Rz: Nawet z okien pana gabinetu w Pałacu Prezydenckim przy Krakowskim Przedmieściu można dostrzec wieżowce wyłaniające się zza dachów kamienic. Prawdziwych perełek widokowych mamy niewiele. Sądzi pan, że można Polaków zmusić uregulowaniami prawnymi do dbania o nasze wspólne dobro: o krajobraz?
Olgierd Dziekoński:
Jestem o tym przekonany. Dobre przepisy to takie, które nie tylko wskazują, jak możemy razem działać na rzecz dobra wspólnego, w tym przypadku otoczenia i krajobrazu, ale i zawierają instrumenty do egzekwowania tego prawa.
Ponadto takie uregulowania powinny być wsparte przez nas wszystkich.

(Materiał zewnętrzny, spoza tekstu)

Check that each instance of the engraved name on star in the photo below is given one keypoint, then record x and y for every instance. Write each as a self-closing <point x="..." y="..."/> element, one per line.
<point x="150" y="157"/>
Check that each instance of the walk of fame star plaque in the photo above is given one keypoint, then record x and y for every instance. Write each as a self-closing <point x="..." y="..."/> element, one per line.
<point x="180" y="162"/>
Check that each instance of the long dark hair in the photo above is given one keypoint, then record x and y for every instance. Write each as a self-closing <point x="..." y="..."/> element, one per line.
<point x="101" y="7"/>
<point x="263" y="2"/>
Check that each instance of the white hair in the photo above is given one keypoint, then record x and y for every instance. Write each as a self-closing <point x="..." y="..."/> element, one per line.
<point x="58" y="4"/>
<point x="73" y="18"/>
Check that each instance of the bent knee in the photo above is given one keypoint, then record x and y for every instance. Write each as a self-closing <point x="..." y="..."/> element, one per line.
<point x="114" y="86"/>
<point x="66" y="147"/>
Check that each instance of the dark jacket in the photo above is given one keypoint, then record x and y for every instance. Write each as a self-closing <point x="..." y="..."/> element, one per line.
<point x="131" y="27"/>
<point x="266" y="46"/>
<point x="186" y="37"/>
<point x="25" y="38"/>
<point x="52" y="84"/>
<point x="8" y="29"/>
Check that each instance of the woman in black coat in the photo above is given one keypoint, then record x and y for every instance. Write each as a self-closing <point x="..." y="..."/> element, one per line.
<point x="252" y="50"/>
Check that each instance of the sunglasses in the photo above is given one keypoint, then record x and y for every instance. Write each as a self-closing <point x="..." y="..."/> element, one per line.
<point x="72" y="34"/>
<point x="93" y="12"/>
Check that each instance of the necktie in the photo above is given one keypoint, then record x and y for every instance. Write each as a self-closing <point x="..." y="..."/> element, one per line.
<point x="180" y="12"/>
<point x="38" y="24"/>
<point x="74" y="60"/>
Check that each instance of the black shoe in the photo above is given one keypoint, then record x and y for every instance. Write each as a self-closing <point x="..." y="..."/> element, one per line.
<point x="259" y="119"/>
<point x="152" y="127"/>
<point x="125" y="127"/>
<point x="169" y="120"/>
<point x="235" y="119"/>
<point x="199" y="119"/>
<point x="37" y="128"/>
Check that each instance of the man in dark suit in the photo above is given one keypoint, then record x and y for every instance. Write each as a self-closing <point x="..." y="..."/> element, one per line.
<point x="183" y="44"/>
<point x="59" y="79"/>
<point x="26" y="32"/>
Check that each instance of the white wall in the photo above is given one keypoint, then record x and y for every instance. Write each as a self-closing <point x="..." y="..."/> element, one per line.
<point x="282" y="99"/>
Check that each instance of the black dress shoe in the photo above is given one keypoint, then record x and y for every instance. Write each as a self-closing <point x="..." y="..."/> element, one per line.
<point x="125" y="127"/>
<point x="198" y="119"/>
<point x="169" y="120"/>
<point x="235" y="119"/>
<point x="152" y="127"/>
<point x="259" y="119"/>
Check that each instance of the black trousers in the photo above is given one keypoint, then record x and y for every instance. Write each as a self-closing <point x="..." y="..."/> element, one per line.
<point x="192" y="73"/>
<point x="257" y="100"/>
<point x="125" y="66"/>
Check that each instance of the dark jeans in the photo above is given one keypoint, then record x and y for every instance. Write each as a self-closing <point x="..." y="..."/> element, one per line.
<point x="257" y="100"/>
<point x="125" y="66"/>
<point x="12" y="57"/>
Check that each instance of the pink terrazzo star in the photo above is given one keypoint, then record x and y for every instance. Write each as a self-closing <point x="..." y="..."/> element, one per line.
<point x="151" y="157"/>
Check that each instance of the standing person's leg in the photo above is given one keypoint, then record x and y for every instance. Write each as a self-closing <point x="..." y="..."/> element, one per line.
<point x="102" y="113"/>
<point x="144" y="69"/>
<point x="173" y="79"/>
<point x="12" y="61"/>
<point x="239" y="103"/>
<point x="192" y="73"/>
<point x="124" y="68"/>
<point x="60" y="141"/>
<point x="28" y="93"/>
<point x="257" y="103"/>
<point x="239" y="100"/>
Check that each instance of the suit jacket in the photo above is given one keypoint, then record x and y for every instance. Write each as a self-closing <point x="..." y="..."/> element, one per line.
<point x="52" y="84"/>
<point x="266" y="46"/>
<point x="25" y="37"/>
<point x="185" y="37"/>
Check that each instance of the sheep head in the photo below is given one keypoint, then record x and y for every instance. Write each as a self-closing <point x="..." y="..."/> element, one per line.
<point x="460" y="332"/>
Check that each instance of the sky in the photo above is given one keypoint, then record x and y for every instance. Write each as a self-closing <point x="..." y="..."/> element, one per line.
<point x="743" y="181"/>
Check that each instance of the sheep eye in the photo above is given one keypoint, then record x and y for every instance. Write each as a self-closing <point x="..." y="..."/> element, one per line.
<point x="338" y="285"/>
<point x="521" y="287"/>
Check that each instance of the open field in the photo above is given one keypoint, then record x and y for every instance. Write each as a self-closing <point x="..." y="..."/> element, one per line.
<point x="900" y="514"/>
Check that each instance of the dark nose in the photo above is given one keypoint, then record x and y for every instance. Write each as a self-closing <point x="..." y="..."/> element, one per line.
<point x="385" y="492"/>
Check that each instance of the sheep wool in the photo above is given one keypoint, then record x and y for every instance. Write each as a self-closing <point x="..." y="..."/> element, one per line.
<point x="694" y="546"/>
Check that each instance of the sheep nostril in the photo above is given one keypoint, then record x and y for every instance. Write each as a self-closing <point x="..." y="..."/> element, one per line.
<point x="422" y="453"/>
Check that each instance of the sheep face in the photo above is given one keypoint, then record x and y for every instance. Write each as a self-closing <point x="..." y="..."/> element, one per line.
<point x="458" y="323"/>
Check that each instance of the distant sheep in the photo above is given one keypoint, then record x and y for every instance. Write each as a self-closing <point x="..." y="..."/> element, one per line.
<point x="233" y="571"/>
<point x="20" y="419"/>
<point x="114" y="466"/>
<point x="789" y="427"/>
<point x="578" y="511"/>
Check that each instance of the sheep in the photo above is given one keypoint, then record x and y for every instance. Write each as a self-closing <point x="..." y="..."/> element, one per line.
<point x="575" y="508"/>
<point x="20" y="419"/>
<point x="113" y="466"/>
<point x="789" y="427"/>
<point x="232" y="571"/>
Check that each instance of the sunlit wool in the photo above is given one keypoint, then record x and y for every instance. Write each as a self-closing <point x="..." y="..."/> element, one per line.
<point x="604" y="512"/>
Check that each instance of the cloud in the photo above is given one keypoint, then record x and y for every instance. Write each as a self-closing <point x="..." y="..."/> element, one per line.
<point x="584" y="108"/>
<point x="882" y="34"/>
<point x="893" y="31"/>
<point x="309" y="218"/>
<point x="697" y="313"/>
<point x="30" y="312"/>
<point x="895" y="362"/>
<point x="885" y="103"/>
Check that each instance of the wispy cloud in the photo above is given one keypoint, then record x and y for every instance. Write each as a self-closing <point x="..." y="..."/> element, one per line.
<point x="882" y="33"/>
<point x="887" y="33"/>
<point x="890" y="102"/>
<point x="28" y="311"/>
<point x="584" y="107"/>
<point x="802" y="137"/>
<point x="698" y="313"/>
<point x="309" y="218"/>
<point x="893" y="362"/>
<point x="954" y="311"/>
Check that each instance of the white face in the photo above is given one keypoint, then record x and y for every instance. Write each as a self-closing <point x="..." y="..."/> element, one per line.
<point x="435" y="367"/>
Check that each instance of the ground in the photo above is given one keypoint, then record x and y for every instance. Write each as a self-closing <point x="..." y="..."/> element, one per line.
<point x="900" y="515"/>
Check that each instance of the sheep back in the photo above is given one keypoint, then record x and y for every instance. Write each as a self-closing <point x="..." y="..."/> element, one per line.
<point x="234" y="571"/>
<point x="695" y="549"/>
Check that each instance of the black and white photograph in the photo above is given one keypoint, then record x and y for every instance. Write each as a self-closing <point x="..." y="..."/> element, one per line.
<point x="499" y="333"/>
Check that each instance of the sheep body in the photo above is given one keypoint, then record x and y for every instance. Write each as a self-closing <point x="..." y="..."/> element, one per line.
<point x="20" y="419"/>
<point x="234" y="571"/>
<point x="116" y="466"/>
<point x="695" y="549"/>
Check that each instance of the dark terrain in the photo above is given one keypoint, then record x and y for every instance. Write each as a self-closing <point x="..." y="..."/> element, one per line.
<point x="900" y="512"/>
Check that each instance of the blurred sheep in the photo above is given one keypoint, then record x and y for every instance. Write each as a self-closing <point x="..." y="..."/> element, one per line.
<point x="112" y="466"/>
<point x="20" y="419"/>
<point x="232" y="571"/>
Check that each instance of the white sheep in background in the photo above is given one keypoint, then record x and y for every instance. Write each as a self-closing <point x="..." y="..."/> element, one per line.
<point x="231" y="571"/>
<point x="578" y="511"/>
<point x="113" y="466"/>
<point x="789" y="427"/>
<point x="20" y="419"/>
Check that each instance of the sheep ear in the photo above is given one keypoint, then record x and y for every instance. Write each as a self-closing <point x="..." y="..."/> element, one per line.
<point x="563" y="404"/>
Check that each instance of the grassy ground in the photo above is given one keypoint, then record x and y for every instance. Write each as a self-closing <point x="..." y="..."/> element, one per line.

Przy czym dobra wola nie rodzi się sama z siebie, lecz jest efektem edukacji w szkołach, podróży, porównywania z innymi krajami, miastami, miejscowościami. Dobrych przykładów, także i w Polsce, mamy coraz więcej, jak chociażby Krakowskie Przedmieście i fragment ul. Nowy Świat w Warszawie, obszar Starego Miasta w Krakowie. Dla takich miejsc potrafiono stworzyć lokalne regulacje dotyczące parków kulturowych.
Myśli pan, że Polakom zależy na pięknym otoczeniu? Przecież od dziesięcioleci jest systematycznie psute i może przywykliśmy już do jego szpetoty i wolelibyśmy mieć pełną swobodę w tym, co budujemy na swoich działkach.